OK so we had been together for 5yrs when we decided to get married. Everything was set and ready to go. I come to find out that he was talking to a some girl alot at all hours of the night. I confronted him and he said it was innocent and that he was only talking to her. I believed him. We got married and everything was great and I found out two weeks into the marriage that he had actually slept with her and he lied to me so I wouldnt call off the wedding. I thought that I should leave and I was in denial. I asked him about it and he denied it at first but admitted to it after I threatened to call her. I felt so betrayed and depressed. I stayed thinking about what to do. I come to find out one week after finding out about the affair that I was pregnant. We stayed together for the baby and the baby is now 5 months old and I still have all this weight on my shoulders. How can I move on?:scratchhead:


----------



## okeydokie (Sep 10, 2008)

well, he is a $#@#$

seriously, cheating a week before you dedicate your life to someone, wow


----------



## AZMOMOFTWO (Jun 30, 2008)

He's a jerk. One week before the wedding? Why did he get married. You need some serious counseling here if you are to make it. Is he regretful? He needs to take full responsibility and work with you. HE needs to make this right. If he's not doing those things, it will never work. Leave him.


----------



## mommy of Alyssa (Aug 28, 2009)

mommy22 said:


> Did he give any explanation as to why? How does he act now? Does he seem fulfilled with the marriage and baby?

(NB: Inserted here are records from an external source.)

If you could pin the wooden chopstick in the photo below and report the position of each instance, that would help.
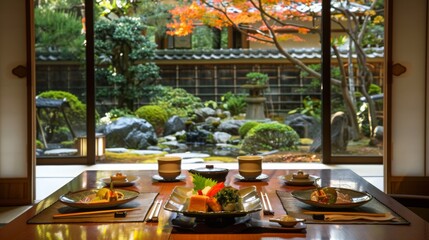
(62, 215)
(268, 210)
(155, 210)
(263, 202)
(346, 213)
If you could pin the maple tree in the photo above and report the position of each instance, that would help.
(278, 22)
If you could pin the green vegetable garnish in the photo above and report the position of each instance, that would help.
(201, 182)
(227, 195)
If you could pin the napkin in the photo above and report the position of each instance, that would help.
(333, 217)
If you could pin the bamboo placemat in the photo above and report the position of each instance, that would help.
(144, 201)
(296, 208)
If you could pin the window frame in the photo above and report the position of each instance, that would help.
(327, 157)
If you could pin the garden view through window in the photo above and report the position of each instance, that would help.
(209, 82)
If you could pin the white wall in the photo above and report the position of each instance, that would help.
(409, 96)
(13, 105)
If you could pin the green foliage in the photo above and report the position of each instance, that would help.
(257, 78)
(245, 128)
(76, 113)
(59, 30)
(176, 101)
(270, 136)
(155, 115)
(201, 182)
(211, 104)
(39, 144)
(374, 89)
(311, 107)
(124, 60)
(235, 104)
(116, 113)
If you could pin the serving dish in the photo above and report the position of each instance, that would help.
(290, 180)
(81, 199)
(130, 181)
(287, 221)
(179, 201)
(261, 177)
(209, 171)
(158, 178)
(356, 198)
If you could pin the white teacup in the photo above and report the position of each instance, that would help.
(250, 167)
(169, 167)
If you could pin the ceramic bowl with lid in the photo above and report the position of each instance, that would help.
(209, 171)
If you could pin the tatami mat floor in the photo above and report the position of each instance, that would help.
(50, 178)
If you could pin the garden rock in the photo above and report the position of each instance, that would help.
(134, 133)
(173, 125)
(339, 134)
(231, 126)
(203, 113)
(211, 120)
(221, 137)
(305, 126)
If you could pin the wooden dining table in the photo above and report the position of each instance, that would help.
(19, 228)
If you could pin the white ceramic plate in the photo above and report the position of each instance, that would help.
(179, 201)
(131, 180)
(289, 180)
(357, 198)
(81, 199)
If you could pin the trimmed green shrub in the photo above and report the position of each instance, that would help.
(155, 115)
(235, 104)
(176, 101)
(270, 136)
(245, 128)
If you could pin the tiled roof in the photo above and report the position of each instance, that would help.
(302, 53)
(229, 54)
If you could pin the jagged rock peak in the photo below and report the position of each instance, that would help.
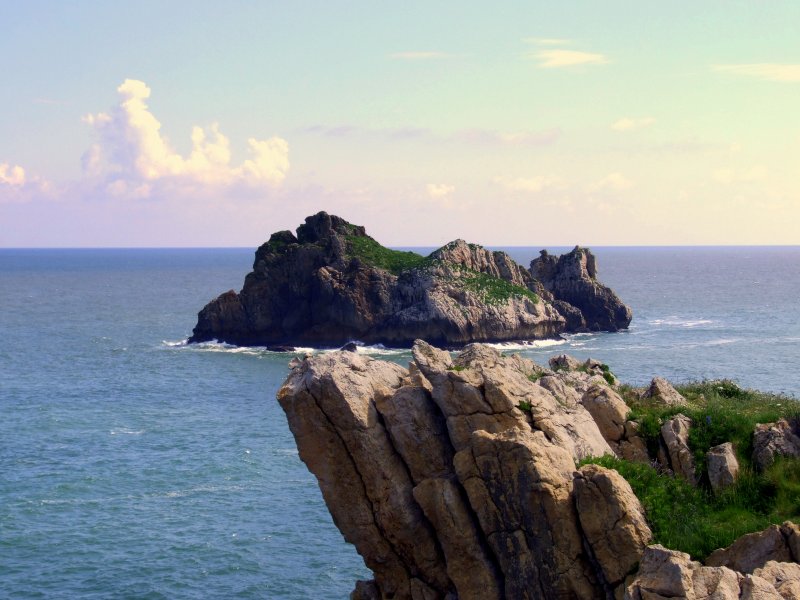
(331, 283)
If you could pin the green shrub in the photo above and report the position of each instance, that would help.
(373, 254)
(690, 519)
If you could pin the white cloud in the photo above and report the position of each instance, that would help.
(728, 176)
(419, 55)
(439, 190)
(131, 149)
(553, 59)
(765, 71)
(629, 123)
(13, 176)
(548, 41)
(532, 185)
(612, 181)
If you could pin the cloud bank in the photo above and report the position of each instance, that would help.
(130, 153)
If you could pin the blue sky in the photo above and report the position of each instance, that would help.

He said that it was a last thing before we got married. He was a virgin before me. He's been behaving. He comes straight home from work and calls me from work like 3 times a day. He says he is Happy with his life right now so I guess he is.


----------



## mommy of Alyssa (Aug 28, 2009)

AZMOMOFTWO said:


> He's a jerk. One week before the wedding? Why did he get married. You need some serious counseling here if you are to make it. Is he regretful? He needs to take full responsibility and work with you. HE needs to make this right. If he's not doing those things, it will never work. Leave him.


He does seem regretful. He has said many times that it was the stupidest thing he had ever done. He understands my trust issues I have because of his infidelity. He does try to make it work.


----------



## Atholk (Jul 25, 2009)

Well the ladies hammered him on the nose with a rolled up newspaper (NO! BAD MAN! NO! BAD!), so I'll try a different tack...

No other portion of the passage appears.